The second one tried to back away.

He didn't let it.

Alex shot forward, tackled it to the ground. His fists came down like hammers—over and over—until its skull collapsed like wet clay under a boot.

Blood sprayed across the floor. It soaked his arms. His face. His chest. He couldn't tell where his injuries ended and the monster's began.

Then the power cut off.

His strength left with it. Legs shaking. Arms trembling. Breathing ragged and wet.

Then the aftershock hit.

He dropped to one knee, gasping, eyes wide. His skin felt like it was tearing apart. His chest burned. His vision blurred again—not from fear, but from his body screaming at him.

Stamina... gone. Muscles tearing. Skin rupturing. Devil mana burns from the inside out.

That wasn't magic. That was a curse wearing my body like a coat.

He lay there for minutes, maybe longer.

Eventually, he sat up, clutching his side. The gash from earlier was still bleeding, but he could move.

Barely.

He looked at the corpses. Still warm.

One of them had a jagged claw, long enough to make a decent weapon. He snapped it off, wrapped the base in cloth from his ruined shirt, and made a makeshift dagger.

He stood again, slower this time.

The pain wasn't gone—it wasn't going anywhere—but it was familiar now.

One minute of power… and I nearly died. If I use it again too soon, I might not get back up.

He moved on.

The next chamber wasn't far—a wider space with jagged stalagmites rising from the ground like teeth. The smell hit first: rot, mold, and copper.

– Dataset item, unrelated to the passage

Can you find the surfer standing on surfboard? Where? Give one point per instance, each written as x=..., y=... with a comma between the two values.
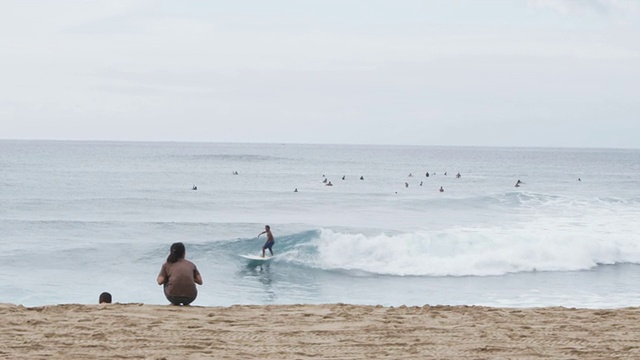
x=269, y=243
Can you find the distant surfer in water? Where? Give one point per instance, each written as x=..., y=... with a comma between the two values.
x=270, y=242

Something was dead here—not long ago.

He crouched beside a small corpse.

Not a monster.

A human.

Their armor was shattered. Their throat torn open. But they still clutched something in their dead hands: a utility belt with vials, a rusted blade, and half a protein bar wrapped in foil.

Alex grabbed it all without hesitation.

They don't need it anymore.

The protein bar was stale, half-crushed, but it tasted like heaven.

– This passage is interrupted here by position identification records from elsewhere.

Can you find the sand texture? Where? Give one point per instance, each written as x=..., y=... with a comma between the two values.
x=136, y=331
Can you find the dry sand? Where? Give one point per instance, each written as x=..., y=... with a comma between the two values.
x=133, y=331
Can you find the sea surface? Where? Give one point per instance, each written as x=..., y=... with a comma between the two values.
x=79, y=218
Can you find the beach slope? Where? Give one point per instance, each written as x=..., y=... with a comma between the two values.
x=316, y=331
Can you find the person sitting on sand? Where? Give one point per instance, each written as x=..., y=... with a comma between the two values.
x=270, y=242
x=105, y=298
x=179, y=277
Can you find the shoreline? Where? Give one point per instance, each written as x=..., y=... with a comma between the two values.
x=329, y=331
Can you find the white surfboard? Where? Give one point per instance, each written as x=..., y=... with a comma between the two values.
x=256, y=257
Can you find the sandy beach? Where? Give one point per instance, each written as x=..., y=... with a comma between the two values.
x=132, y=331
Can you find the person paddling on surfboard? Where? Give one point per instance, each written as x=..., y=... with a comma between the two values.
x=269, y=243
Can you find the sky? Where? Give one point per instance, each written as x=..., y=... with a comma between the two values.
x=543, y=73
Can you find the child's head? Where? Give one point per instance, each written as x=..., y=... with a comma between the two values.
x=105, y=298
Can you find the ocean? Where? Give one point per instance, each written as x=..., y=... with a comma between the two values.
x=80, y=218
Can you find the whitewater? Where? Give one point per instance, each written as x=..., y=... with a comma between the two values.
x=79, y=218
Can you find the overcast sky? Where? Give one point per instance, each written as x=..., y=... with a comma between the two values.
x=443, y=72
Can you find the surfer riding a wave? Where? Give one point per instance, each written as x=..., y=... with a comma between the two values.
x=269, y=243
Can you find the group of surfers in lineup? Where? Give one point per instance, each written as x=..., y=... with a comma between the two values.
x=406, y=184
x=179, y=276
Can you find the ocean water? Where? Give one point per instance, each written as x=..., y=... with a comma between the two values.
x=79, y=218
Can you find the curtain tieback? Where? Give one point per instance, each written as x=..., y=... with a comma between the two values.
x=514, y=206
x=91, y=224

He downed it in two bites, eyes stinging with sudden emotion.

I don't want to die down here. I'm not going to die down here.

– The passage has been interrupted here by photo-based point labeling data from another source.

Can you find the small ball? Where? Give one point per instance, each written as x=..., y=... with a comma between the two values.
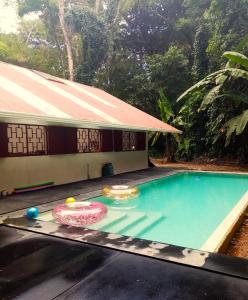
x=70, y=200
x=32, y=212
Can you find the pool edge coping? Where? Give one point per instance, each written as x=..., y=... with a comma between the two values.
x=187, y=256
x=219, y=239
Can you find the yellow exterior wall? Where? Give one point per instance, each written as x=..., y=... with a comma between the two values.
x=23, y=171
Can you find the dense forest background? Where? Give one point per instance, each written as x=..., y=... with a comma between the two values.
x=148, y=53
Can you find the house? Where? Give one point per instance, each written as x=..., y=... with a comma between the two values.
x=56, y=131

The red cracks in the floor pulsed faster.

Alex looked up. A distant rumble echoed from deeper within the dungeon—not close, but not far enough to ignore.

The next fight was coming.

He tightened the makeshift grip on his new blade, stood tall despite the ache, and faced the corridor ahead.

No end in sight. No map. No mercy.

And then he disappeared into the dark.